Despite this, he had no existing facilities to produce the vials and had to innovate to ensure the product was made safely, including hiring a bouncy castle manufacturer to make an inflatable ‘clean room.’
By mid-June they were producing millions of vials a week and in August he switched distributors to supply the same tubes via Alpha Laboratories. Both distributors he worked with had pre-existing contracts with the NHS.
As the local MP, Mr Hancock had been a strong supporter of the Cock Inn while Mr Bourne was the landlord. The cabinet minister attended the reopening after refurbishment in 2016 and nominated the pub for an award in 2017.
Last week, it was revealed by the National Audit Office that PPE providers looking to supply the Government during the pandemic were given access to a ‘high-priority’ channel which meant bids were 10 times more likely to be successful.
It’s not known if Mr Boune’s company was added to any such channel and he says he had no direct contact with the DHSC.

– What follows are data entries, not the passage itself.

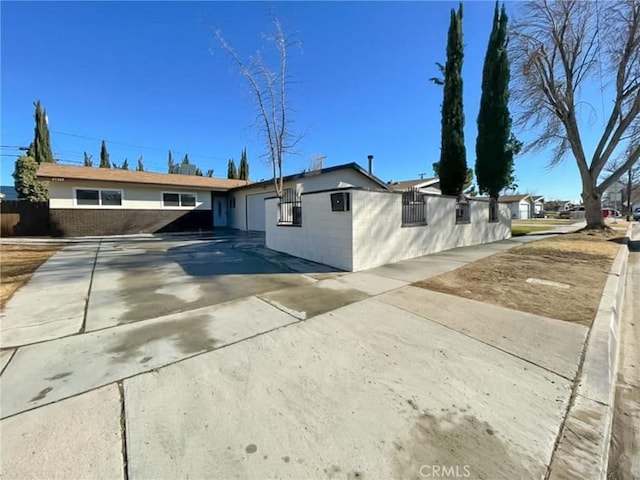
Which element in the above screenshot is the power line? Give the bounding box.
[50,130,229,160]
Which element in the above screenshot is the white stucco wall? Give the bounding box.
[265,193,353,271]
[229,168,381,230]
[49,180,211,210]
[266,190,511,271]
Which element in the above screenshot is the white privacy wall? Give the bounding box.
[266,189,511,271]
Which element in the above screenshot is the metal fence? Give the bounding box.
[278,188,302,226]
[402,188,426,225]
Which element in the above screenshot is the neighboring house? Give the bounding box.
[228,163,389,232]
[498,194,533,220]
[38,163,247,236]
[387,177,442,195]
[530,195,545,218]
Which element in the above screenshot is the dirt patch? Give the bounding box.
[415,232,623,326]
[0,245,62,308]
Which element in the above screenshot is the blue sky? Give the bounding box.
[0,1,600,201]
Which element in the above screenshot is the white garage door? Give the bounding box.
[520,203,529,219]
[247,193,266,232]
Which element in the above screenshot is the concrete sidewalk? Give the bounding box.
[0,222,616,479]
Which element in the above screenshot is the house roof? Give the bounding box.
[388,177,440,190]
[38,163,247,191]
[234,162,389,190]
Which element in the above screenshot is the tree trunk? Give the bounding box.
[582,182,606,230]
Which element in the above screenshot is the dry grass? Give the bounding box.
[416,232,623,325]
[0,245,62,308]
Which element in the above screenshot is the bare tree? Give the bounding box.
[510,0,640,229]
[216,18,301,197]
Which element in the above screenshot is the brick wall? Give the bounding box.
[50,208,213,237]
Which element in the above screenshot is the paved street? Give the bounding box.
[0,226,624,479]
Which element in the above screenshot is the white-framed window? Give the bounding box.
[73,188,123,207]
[162,192,198,208]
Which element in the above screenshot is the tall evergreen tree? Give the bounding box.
[238,148,249,180]
[13,155,49,202]
[440,4,467,196]
[167,150,176,173]
[476,2,517,199]
[100,140,111,168]
[227,158,238,180]
[33,100,56,164]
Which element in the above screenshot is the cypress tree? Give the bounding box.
[13,155,49,202]
[238,148,249,180]
[33,100,56,164]
[100,140,111,168]
[440,4,467,196]
[167,150,176,173]
[227,158,238,180]
[476,2,519,199]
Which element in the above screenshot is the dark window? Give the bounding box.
[402,188,426,225]
[162,193,180,207]
[100,190,122,206]
[76,189,100,205]
[489,198,500,222]
[278,188,302,226]
[180,193,196,207]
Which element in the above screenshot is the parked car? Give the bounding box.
[602,208,622,217]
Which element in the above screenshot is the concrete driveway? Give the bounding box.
[0,233,587,479]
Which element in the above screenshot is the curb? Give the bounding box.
[547,225,632,480]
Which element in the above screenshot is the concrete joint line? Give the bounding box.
[78,240,102,333]
[0,347,20,376]
[118,380,129,480]
[545,225,632,480]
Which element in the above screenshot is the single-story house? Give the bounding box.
[544,200,571,212]
[498,194,533,220]
[38,163,388,236]
[531,195,544,218]
[38,163,247,236]
[228,163,389,232]
[387,177,442,195]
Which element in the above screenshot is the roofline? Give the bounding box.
[229,162,392,191]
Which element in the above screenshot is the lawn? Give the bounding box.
[0,245,62,308]
[416,232,624,325]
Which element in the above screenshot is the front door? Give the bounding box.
[211,197,227,228]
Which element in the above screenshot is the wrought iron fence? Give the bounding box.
[402,188,426,225]
[278,188,302,225]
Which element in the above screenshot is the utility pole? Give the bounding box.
[627,165,633,222]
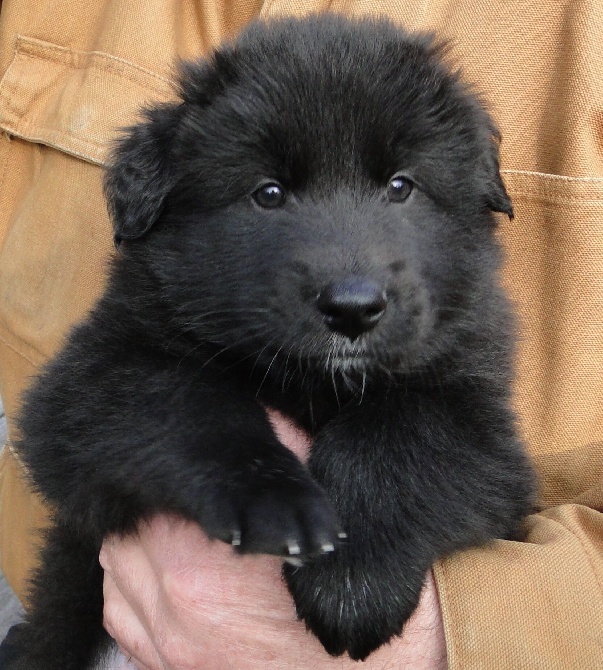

His lawyers told the Guardian it was ‘untrue’ Mr Bourne was helped ‘in any way, commercially or operationally’ by Mr Hancock. They said the medical equipment being produced by Hinpack was not complicated to manufacture and was well within the company’s skill set.
A DHSC spokesperson also denied preferential treatment. They said: ‘There is no evidence to support these claims. As the National Audit Office report has made clear, ministers are not involved in procurement decisions or contract management and to suggest otherwise is wholly inaccurate.’